Consider a set $X$, and consider a sequence of functionals on $X$, that is maps $F_n: X \to \mathbb{R}$. We say that $F_n$ "$\Gamma$" converges to $F$, if the limit satisfies:
- $F(x) \leq \inf\{\liminf _{n \to \infty} F_n(x_n) : x_n \to x\}$
that is to say, for any sequence we $x_n \to x$ we choose, we have that $F(x) \leq \liminf_{n \to \infty} F_n(x_n) $. The second is the existence of a "$\Gamma$" realizing sequence, that is, there exists a sequence $x_n \to x$, that satisfies:
- $\limsup_{n\to \infty} F_n(x_n) \leq F(x)$
I have the following two questions about this limit.
First, is it accurate to replace condition $2$ with the condition that there exists a sequence $x_n$ such that $\lim_{n \to \infty} F_n(x_n) \to F(x)$ ? (I.e., replacing the limsup with a bona-fide limit).

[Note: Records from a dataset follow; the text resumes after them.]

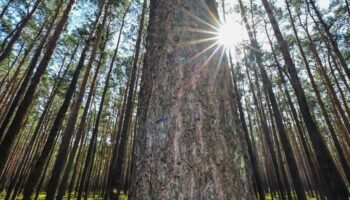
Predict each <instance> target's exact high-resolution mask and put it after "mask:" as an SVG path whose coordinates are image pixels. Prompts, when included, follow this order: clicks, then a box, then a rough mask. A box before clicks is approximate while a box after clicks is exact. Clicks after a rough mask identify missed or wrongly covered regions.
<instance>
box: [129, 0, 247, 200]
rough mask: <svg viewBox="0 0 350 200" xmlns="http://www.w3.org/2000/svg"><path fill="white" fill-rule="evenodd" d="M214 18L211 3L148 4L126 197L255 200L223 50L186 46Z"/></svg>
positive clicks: (174, 2) (239, 123) (234, 100)
mask: <svg viewBox="0 0 350 200" xmlns="http://www.w3.org/2000/svg"><path fill="white" fill-rule="evenodd" d="M190 13H191V14H190ZM217 16H218V14H217V8H216V4H215V1H214V0H206V1H196V2H194V1H187V0H179V1H176V2H174V1H168V0H151V10H150V22H149V24H150V25H149V28H148V41H147V47H146V48H147V54H146V57H145V63H144V69H143V78H142V85H141V93H140V104H139V105H140V106H141V108H140V113H139V119H140V124H139V125H140V130H139V132H138V134H137V136H136V138H135V145H136V147H135V155H134V156H135V157H134V158H135V161H134V169H133V178H132V179H131V180H132V192H131V198H132V199H253V195H252V192H251V191H252V190H251V183H250V180H251V179H250V178H249V177H248V176H250V170H249V169H248V167H247V166H248V165H247V163H246V162H247V160H246V157H247V153H246V144H245V142H244V134H243V131H242V128H241V125H240V120H239V118H238V116H237V110H236V108H235V105H236V102H235V98H234V94H233V86H232V83H231V78H230V73H229V68H228V65H227V60H226V57H225V56H224V55H223V53H224V52H223V49H222V48H220V47H218V49H217V51H215V48H216V47H217V46H216V45H215V44H213V43H214V42H212V41H211V42H204V43H196V44H193V43H192V42H194V43H195V41H199V40H201V39H205V38H209V37H212V36H211V35H210V34H207V33H193V32H191V31H190V30H191V29H192V30H193V29H197V30H208V31H213V30H212V29H213V27H214V26H217V24H216V23H215V21H216V20H217V18H218V17H217ZM209 46H212V48H210V49H208V50H207V51H205V49H206V48H208V47H209ZM203 50H204V51H203ZM221 59H222V60H221Z"/></svg>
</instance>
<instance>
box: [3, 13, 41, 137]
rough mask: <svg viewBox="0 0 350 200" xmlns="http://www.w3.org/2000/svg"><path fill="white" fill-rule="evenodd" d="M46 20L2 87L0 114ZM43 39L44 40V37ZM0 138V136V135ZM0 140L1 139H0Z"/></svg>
mask: <svg viewBox="0 0 350 200" xmlns="http://www.w3.org/2000/svg"><path fill="white" fill-rule="evenodd" d="M47 22H48V20H45V22H44V23H43V25H42V26H41V28H40V30H39V31H38V33H37V35H36V36H35V37H34V39H33V41H32V43H31V44H30V45H29V46H28V48H27V49H26V51H25V53H24V55H23V58H22V60H21V61H20V62H19V63H18V66H17V69H16V71H15V73H14V74H13V76H12V78H11V80H10V81H9V82H8V83H7V85H6V87H5V89H4V93H3V94H1V96H0V114H2V113H1V110H2V107H3V104H4V103H5V99H7V98H8V95H13V94H12V93H11V89H12V88H13V87H14V86H13V84H15V83H16V81H17V79H19V73H20V72H21V69H22V66H23V65H24V62H26V61H27V57H28V56H29V54H30V52H31V51H32V49H33V48H34V45H35V44H36V42H37V40H38V39H39V37H40V35H41V33H42V32H43V30H44V28H45V26H46V23H47ZM44 41H46V39H45V40H44ZM40 49H42V48H40ZM25 74H26V73H25ZM28 80H29V78H28ZM0 124H2V120H0ZM1 132H2V131H0V134H1ZM0 138H1V136H0ZM0 141H1V139H0Z"/></svg>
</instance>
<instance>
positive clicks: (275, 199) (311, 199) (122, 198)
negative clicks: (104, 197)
mask: <svg viewBox="0 0 350 200" xmlns="http://www.w3.org/2000/svg"><path fill="white" fill-rule="evenodd" d="M45 197H46V194H45V193H41V194H40V195H39V198H38V200H45ZM4 199H5V193H2V194H1V195H0V200H4ZM64 199H68V195H66V196H64ZM75 199H77V196H76V194H72V195H71V200H75ZM102 199H103V197H97V196H95V197H92V196H90V197H89V198H88V200H102ZM265 199H266V200H272V196H271V194H269V193H268V194H266V197H265ZM274 199H275V200H279V198H278V196H275V198H274ZM17 200H22V195H20V196H19V197H18V198H17ZM119 200H128V197H127V196H126V195H124V194H122V195H121V196H120V198H119ZM309 200H316V198H309Z"/></svg>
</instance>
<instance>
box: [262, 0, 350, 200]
mask: <svg viewBox="0 0 350 200" xmlns="http://www.w3.org/2000/svg"><path fill="white" fill-rule="evenodd" d="M262 3H263V6H264V8H265V10H266V12H267V14H268V17H269V19H270V22H271V25H272V28H273V31H274V34H275V37H276V39H277V42H278V45H279V48H280V51H281V53H282V56H283V58H284V61H285V63H286V67H287V70H288V72H289V75H290V77H291V84H292V87H293V89H294V91H295V94H296V97H297V100H298V104H299V107H300V110H301V111H302V112H301V114H302V117H303V119H304V122H305V126H306V128H307V130H308V133H309V136H310V139H311V143H312V146H313V148H314V150H315V154H316V157H317V160H318V162H319V163H320V170H321V174H323V175H324V178H325V181H326V183H327V184H328V187H327V190H328V191H327V195H328V197H329V199H332V198H333V199H334V198H335V199H346V198H348V196H349V194H348V190H347V187H346V185H345V183H344V181H343V180H342V178H341V176H340V174H339V172H338V170H337V168H336V166H335V163H334V161H333V158H332V155H331V153H330V151H329V150H328V148H327V145H326V143H325V141H324V140H323V138H322V136H321V133H320V131H319V129H318V127H317V125H316V122H315V121H314V119H313V118H312V115H311V111H310V108H309V105H308V103H307V100H306V96H305V92H304V90H303V88H302V86H301V83H300V79H299V76H298V73H297V70H296V67H295V65H294V62H293V60H292V57H291V55H290V53H289V50H288V45H287V42H286V41H285V40H284V38H283V35H282V33H281V30H280V28H279V25H278V22H277V21H276V19H275V17H274V15H273V12H272V9H271V7H270V5H269V3H268V1H267V0H262Z"/></svg>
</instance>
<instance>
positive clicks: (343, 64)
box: [307, 0, 350, 79]
mask: <svg viewBox="0 0 350 200" xmlns="http://www.w3.org/2000/svg"><path fill="white" fill-rule="evenodd" d="M309 3H310V4H311V7H312V8H313V10H314V11H315V14H316V16H317V18H318V21H319V22H320V24H321V26H322V27H323V30H324V32H325V33H326V35H327V38H328V40H329V42H330V43H331V45H332V48H333V51H334V53H335V55H336V56H337V58H338V60H339V62H340V64H341V66H342V67H343V68H344V70H345V72H346V74H347V76H348V78H349V79H350V69H349V67H348V64H347V63H346V60H345V58H344V56H343V54H342V53H341V51H340V50H339V47H338V43H337V41H336V40H335V39H334V36H333V35H332V33H331V32H330V27H329V26H328V25H327V23H326V22H325V21H324V19H323V17H322V14H321V13H320V11H319V10H318V8H317V7H316V4H315V1H314V0H307V4H309Z"/></svg>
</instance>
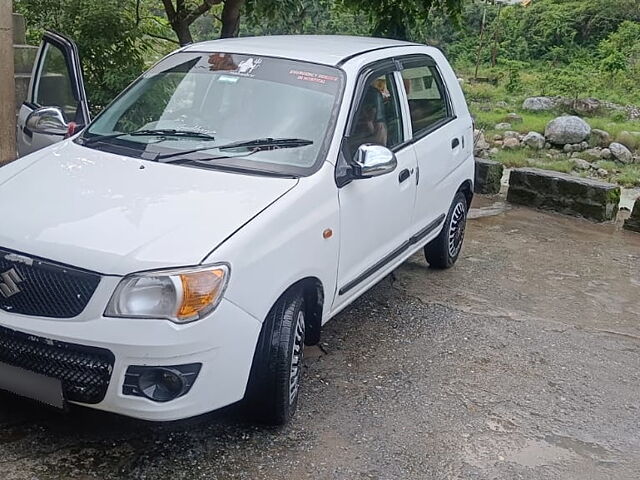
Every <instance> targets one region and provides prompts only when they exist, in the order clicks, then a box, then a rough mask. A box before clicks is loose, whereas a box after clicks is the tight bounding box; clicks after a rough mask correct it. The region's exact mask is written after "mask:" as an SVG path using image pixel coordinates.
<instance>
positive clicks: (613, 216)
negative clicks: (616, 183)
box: [507, 168, 620, 222]
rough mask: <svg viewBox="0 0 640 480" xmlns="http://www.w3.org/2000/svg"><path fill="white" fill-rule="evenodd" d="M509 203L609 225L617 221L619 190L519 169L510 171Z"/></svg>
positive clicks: (524, 169) (598, 184)
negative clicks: (585, 219)
mask: <svg viewBox="0 0 640 480" xmlns="http://www.w3.org/2000/svg"><path fill="white" fill-rule="evenodd" d="M507 200H508V201H510V202H512V203H518V204H521V205H526V206H529V207H534V208H539V209H544V210H554V211H556V212H560V213H564V214H567V215H574V216H579V217H584V218H588V219H590V220H595V221H597V222H606V221H611V220H615V219H616V216H617V214H618V206H619V204H620V187H618V186H617V185H612V184H610V183H605V182H601V181H598V180H592V179H587V178H580V177H574V176H571V175H568V174H566V173H558V172H551V171H548V170H540V169H537V168H517V169H514V170H512V171H511V176H510V178H509V191H508V193H507Z"/></svg>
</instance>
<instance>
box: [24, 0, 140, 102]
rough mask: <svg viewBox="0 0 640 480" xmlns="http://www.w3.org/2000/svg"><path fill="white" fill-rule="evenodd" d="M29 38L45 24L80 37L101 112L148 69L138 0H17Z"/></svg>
mask: <svg viewBox="0 0 640 480" xmlns="http://www.w3.org/2000/svg"><path fill="white" fill-rule="evenodd" d="M15 9H16V11H18V12H20V13H22V14H23V15H24V16H25V17H26V21H27V26H28V28H29V30H28V39H29V41H30V42H31V43H39V41H40V39H41V37H42V32H43V31H44V30H45V29H50V30H54V31H57V32H60V33H62V34H65V35H67V36H68V37H70V38H72V39H73V40H75V41H76V43H77V45H78V49H79V52H80V58H81V61H82V65H83V70H84V79H85V86H86V91H87V94H88V96H89V102H90V105H91V109H92V110H93V111H94V112H96V111H98V110H100V109H101V108H102V107H104V106H105V105H106V104H107V103H108V102H110V101H111V100H112V99H113V98H114V97H115V96H116V95H117V94H118V93H120V91H121V90H122V89H123V88H124V87H125V86H126V85H127V84H128V83H130V82H131V81H132V80H133V79H135V78H136V77H137V76H138V75H140V73H142V71H143V70H144V64H145V62H144V60H145V55H146V54H147V52H148V49H149V45H148V43H147V42H145V40H144V39H143V37H142V32H141V31H140V29H139V28H138V25H137V24H136V18H135V4H134V3H133V2H132V1H131V2H124V4H123V2H121V1H118V0H16V2H15Z"/></svg>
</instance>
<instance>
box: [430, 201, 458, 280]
mask: <svg viewBox="0 0 640 480" xmlns="http://www.w3.org/2000/svg"><path fill="white" fill-rule="evenodd" d="M467 209H468V205H467V199H466V197H465V196H464V194H463V193H462V192H458V193H456V196H455V197H454V198H453V202H452V203H451V208H450V209H449V213H448V214H447V218H446V219H445V221H444V226H443V227H442V231H441V232H440V234H439V235H438V236H437V237H436V238H434V239H433V240H432V241H431V242H429V243H428V244H427V245H426V246H425V247H424V256H425V257H426V259H427V262H429V265H430V266H431V268H437V269H441V270H442V269H446V268H451V267H453V265H454V264H455V263H456V261H457V260H458V256H460V251H461V250H462V243H463V241H464V232H465V229H466V226H467Z"/></svg>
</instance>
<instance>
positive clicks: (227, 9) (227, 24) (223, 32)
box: [220, 0, 245, 38]
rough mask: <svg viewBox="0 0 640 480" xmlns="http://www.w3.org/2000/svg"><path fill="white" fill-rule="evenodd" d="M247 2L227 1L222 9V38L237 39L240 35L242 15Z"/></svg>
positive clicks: (221, 29)
mask: <svg viewBox="0 0 640 480" xmlns="http://www.w3.org/2000/svg"><path fill="white" fill-rule="evenodd" d="M244 1H245V0H226V1H225V2H224V7H223V8H222V28H221V29H220V38H231V37H237V36H238V34H239V33H240V14H241V13H242V6H243V5H244Z"/></svg>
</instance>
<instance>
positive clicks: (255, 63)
mask: <svg viewBox="0 0 640 480" xmlns="http://www.w3.org/2000/svg"><path fill="white" fill-rule="evenodd" d="M261 64H262V59H261V58H257V59H256V58H253V57H250V58H247V59H246V60H243V61H242V62H240V63H239V64H238V69H237V70H236V71H237V73H239V74H241V75H252V74H253V71H254V70H255V69H256V68H258V67H259V66H260V65H261Z"/></svg>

Second, is the characterization of $F(x)$ as :$$ F(x) = \min\{\liminf_{n \to \infty} F(x_n) : x_n \to x\} $$ accurate? Is there an example of when this inf is not acheived? (i.e, we have no "realizing sequence"?
If we take the realizing sequence according to (2) and put it into (1), then $$ F(x) \le \liminf F_n(x_n) \le \limsup F_n(x_n)\le F(x), $$ which shows $F(x) = \lim F_n(x_n)$ for this particular sequence.
So, yes, given condition (1), we can replace 'lim sup' by 'lim' in (2).